I couple years ago, I was involved in a terrible event. It lasted for three months, and at the end of this horrific experience, a family member died. I was right beside him the whole time. It's really hard to talk about. I actually never talk about it. I miss you Bruce. I never really talk about this experience, and I'm ok with that.
Last year, a bear came into my house and mauled my cat. She died - there's so much more to this story and I can't express it. I am so deeply upset by all these violent deaths. I don't understand life. I don't understand why I am here. I don't understand why we are given life at all.
I have tried to keep journals, but I lose them. lol I'm a disorganized person. There's a lot of things that I desperately want to say to someone, but I literally cannot speak about it.
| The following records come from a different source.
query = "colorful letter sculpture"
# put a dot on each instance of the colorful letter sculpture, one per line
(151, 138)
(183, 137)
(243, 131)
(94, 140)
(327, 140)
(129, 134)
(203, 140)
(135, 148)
Even though I'm dying to tell someone, every time I approach that subject, the words just stop. I get very mad at myself for not being able to speak. I am not a coward - in fact I've done some very difficult and brave things. I don't understand why I have this inability to speak.
I have been successful at writing poetry. I write it all the time. Most times, even these poems dart around the actual issues, but they express things that I feel unsafe speaking outloud. I don't know if I'll ever be able to express certain things, but for now, poems are all I can lean on.
I've had a lot taken away from me, in very sudden and violent ways. To anyone who has suffered violent things, or lost something in a terrible way, I'm so so so sorry that happened to you. I hope you have a place you can feel safe, somewhere.